Even the engine's orientation within the the car is different. In past Lamborghini V12 models, starting with the Countach, the engine's power was sent toward the front of the cars and the transmission was between the two seats. From there, engine power was rerouted through spinning driveshafts to the back wheels or, in many newer models, to all four wheels.
In the Revuelto, the engine points towards the back to make room for battery packs that take up the space between the seats. This arrangement allows the car, despite the addition of heavy batteries, to maintain ideal weight distribution with 44% of the car's weight on the front wheels and 56% on on the back. The gasoline engine's power, along with power from one electric motor, goes only to the Revuelto's back wheels through an eight-speed transmission.
Two more electric motors power each of the car's front wheels, providing all-wheel-drive. The front wheels' two independent motors also enable "torque vectoring," with differing amounts of power being sent to each front wheel as needed for optimal cornering and traction.
The Reveulto's batteries can be charged through a plug, like an electric car, providing a certain amount of purely electric driving. Lamborghini did not say how long the car could drive on battery power alone, however.

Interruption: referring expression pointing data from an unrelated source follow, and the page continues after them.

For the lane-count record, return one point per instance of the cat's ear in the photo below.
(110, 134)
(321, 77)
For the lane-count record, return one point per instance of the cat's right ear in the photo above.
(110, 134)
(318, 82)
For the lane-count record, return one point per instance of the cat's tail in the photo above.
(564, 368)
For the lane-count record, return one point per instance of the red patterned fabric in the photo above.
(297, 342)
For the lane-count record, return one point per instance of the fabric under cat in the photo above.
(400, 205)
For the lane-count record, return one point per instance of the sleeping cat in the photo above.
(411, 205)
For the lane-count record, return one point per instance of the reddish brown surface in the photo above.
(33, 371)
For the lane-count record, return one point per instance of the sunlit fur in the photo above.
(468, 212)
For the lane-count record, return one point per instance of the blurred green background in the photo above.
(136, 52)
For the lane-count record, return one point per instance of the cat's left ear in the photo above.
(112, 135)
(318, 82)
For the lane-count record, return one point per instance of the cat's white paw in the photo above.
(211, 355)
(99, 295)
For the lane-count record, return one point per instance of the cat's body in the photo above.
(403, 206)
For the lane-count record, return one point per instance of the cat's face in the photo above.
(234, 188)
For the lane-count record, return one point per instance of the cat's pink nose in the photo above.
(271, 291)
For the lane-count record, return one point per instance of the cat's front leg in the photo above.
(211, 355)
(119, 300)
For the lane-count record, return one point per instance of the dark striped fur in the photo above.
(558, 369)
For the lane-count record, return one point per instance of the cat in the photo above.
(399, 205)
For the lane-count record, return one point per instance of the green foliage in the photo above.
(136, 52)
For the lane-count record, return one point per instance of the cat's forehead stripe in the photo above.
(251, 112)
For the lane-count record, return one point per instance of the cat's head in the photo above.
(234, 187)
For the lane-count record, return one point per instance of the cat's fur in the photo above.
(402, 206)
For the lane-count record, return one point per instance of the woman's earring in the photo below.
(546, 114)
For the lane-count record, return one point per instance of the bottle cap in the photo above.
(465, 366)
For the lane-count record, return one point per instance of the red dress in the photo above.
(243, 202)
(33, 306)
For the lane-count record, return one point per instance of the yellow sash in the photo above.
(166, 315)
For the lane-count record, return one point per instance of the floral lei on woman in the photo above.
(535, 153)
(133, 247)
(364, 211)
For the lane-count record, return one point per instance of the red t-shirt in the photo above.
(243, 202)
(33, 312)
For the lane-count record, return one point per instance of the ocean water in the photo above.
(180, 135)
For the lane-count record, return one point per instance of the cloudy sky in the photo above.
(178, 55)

Once the batteries no longer have enough power to drive the car on purely electric power, it will operate like a standard hybrid, switching between electric and gasoline power -- or a combination of the two -- as needed. The batteries can also be recharged when braking or by taking some power from the gasoline engine at times.
To save weight, the car's body is made largely from carbon fiber although rear structures are made from aluminum alloys. The new V12 engine is also slightly lighter -- by 37.5 pounds -- than the engine in the Aventador supercar it's replacing.
The plug-in replacement for Lamborghini's other, less expensive supercar, the V10 powered Huracán, will be revealed later. Lamborghini's SUV, the Urus, will also become a plug-in hybrid but, unlike the supercars, will not be replaced with an entirely new model as part of that change.
Lamborghini has not yet announced the price of the Revuelto but all these new plug-in hybrid models will cost significantly more than the models they replace, Winkelmann said. Prices for the Lamborghini Aventador, the brands last V12 model, started at around half a million dollars.
Once both the V12 Revuelto and the V10 Huracan replacement go into production they will be built on the same assembly line at Lamborghini's headquarters, Winkelmann said. Today, those two models are built on separate production lines inside the same factory building. The new supercars will also share more parts wtth one another than they do today. Still, the sharing of parts and production lines will do little to offset the increased cost of the shift to plugin hybrid power, he said.
The Urus SUV, which is produced in much higher volumes than the supercars, will continue to be built in a separate factory.
The floor space freed up by putting the plug-in hybrid supercars onto a single assembly line could be used to build Lamborghini's next new model, a full electric car expected to be unveiled in 2028, WInkelmann said. That model will be a four-seat car and not a traditional supercar.
Given current battery technology, an electric Lamborghini supercar just isn't possible, Winkelmann has said, because the batteries are simply too heavy.